Some people fall into GP as a career, some choose it for the lifestyle advantages it offers over other specialties, or because they have grown disenchanted with the career path they originally set out upon. All of these reasons are fine, I think. GP is by far the biggest employer of doctors out there, so of course our reasons are going to be very different for choosing to do what we do. For me, though, it’s because I really enjoy the interaction with the patient outside of the hospital setting. It seems more normal, more natural, more interactive, and more involved. Plus, as an added bonus, they’ve almost always got their clothes on.

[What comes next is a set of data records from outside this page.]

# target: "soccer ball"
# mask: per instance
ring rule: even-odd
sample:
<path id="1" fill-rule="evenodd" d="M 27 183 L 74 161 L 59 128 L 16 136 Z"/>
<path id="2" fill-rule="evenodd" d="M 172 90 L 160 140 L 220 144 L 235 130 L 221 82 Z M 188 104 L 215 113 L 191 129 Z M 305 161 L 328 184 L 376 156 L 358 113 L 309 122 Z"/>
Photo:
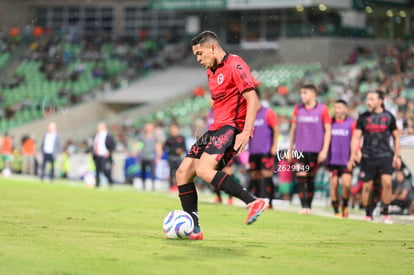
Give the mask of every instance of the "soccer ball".
<path id="1" fill-rule="evenodd" d="M 163 228 L 169 239 L 187 239 L 193 232 L 194 221 L 187 212 L 173 210 L 165 216 Z"/>
<path id="2" fill-rule="evenodd" d="M 3 177 L 10 178 L 11 177 L 11 171 L 9 168 L 4 168 L 2 171 Z"/>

So it was with this slightly heady feeling I sat through the trust induction, which, although in a different trust, was as familiar to me as an old pair of shoes. Not ones you would ever wear, mind you, but comfortable nonetheless. I think it was Jane Austen who said: ‘It is a truth universally acknowledged that a trust induction will in no way prepare you for working in that same trust, and you’ll probably lose that bit of paper with your library log-on details before the end of the day. The most you can hope for is a free pen.’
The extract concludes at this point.